К Мэрилин в госпитале никто не приставал: после всего пережитого девушка впала в состояние нервного шока и молчала, глядя перед собой. Только однажды раненый с соседней койки (у него были прострелены обе ноги), услышав негромкий разговор Павла с Мэрилин на английском языке, поинтересовался, подозрительно прищурившись: «Она у тебя что, не русская, что ли?». «Англичанка». «А-а-а… Из дивизии «Клайв»? Они что, тоже высадились, да?». «Вроде того» – уклончиво ответил Павел, досадуя на его любознательность. К счастью, тяжелораненого через два часа эвакуировали, а его место заняла обожженная и покалеченная негритянка из местных, попавшая под бомбёжку. Политкорректную Мэрилин такая соседка устроила гораздо больше, поскольку раненые морские пехотинцы, и слыхом не слыхавшие о какой-то там политкорректности, посматривали на хорошенькую «англичанку» с интересом, даже не предполагая, что в другом пространстве-времени это будет считаться «сексуальным домогательством». А Павел намотал на ус информацию об английской дивизии. «Вот это винегрет исторический, – подумал он. – Это же надо – русские, немцы и англичане вместе воюют против американцев! Апофеоз…».

В общем, могло быть хуже…

* * *

– Хорошо, – бесцветным голосом произнёс Пронин. – Теперь с девушкой. Я буду спрашивать, а ты переводи: слово в слово.

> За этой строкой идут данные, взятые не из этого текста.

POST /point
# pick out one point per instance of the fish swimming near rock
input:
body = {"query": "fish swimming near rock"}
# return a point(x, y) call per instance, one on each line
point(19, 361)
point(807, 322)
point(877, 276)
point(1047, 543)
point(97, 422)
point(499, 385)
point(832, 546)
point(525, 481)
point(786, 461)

Павел предложил свои услуги переводчика при допросе Мэрилин, не слишком уповая на согласие хмурого особиста, но тот, к его удивлению, согласился. А потом Павел понял, в чём дело: присутствовавший на их допросе тощий лейтенант в очках, тихо сидевший в углу, наверняка владел английским – капитан надеялся ущучить Павла, поймав его на какой-либо неточности при переводе, допущенной с целью скрыть что-то важное.

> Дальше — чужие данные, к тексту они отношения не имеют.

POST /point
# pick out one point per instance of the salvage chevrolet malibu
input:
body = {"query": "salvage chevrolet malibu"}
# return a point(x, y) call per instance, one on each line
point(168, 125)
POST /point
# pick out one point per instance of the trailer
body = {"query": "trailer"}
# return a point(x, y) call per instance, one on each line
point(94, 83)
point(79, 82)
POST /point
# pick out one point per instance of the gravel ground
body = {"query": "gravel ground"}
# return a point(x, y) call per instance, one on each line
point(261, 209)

– Меня зовут Марион Кленчарли. Я англичанка, – девушка держалась на удивление спокойно. – Мы жили здесь, на Ямайке, – мой отец был колониальным чиновником. Он умер во время эпидемии; я продала дом, и мы с Полом собирались в Англию. Но началась война, и… – голос Мэрилин очень естественно дрогнул. – Кто-то сообщил американцам, что Пол русский, а я англичанка, и нас интернировали как потенциально неблагонадёжных.

«Молодец, Маринка! – мысленно восхитился Павел. – Так держать!». Он понимал, что своим спокойствием Мэрилин во многом обязана ему: узнав, что они едут на Ямайку, Павел с присущей ему дотошностью постарался узнать как можно больше об этом экзотическом острове, и они вдвоём даже совершили виртуальное путешествие, рассматривая старинные дома Кингстона на мониторе компьютера. Конечно, при тщательной проверке всех деталей, они на чём-нибудь бы попались, но, к счастью, возможностями для такой проверки капитан не располагал. Он не стал узнавать ни адрес дома, который продала сирота, ни уточнять, чем они занимались в течение нескольких лет – особист был уверен, что на эти вопросы Мэрилин ответит, причём правдоподобно. Пронин вспомнил об английской дивизии «Роберт Клайв», атакующей Порт-Антонио, и решил запросить союзников. «У тебя родственники в Англии есть?» – спросил он Мэрилин и, получив утвердительный ответ, мысленно ухмыльнулся: а вот тут мы тебя и проверим. Пронин даже позволил себе проявить великодушие – не будет русский офицер мучить женщину, к тому же ещё и контуженную! – и со словами «Хорошо, отдыхайте пока» прекратил допрос, чем немало удивил Павла, подозревавшего недоброе. Капитан рассуждал просто: бежать им с острова всё равно некуда, а причинить какой-то вред они не сумеют – в госпитале слишком много глаз. И к тому же Пронин был достаточно опытным безопасником – он не мог не заметить, что способ, которым американская разведка пыталась внедрить своих агентов (если допустить, что эта молодая пара – шпионы янки) в расположение 17-й штурмовой бригады, был выбран далеко не самый лучший: все четверо могли погибнуть под развалинами. И даже если снаряд был случайным, а замаскированных агентов заперли в камере, чтобы их освободили как узников, в эту схему не укладывалось серьёзное огнестрельное ранение одного из них – это уже явный перебор. Значит, Марион Кленчарли и Павел Каминский могли быть теми, за кого они себя выдавали. У Пронина была целая куча других дел, и он ограничился тем, что приказал одному из своих внештатных сотрудников из числа персонала госпиталя последить за всей четвёркой, подмечая при этом все мелочи.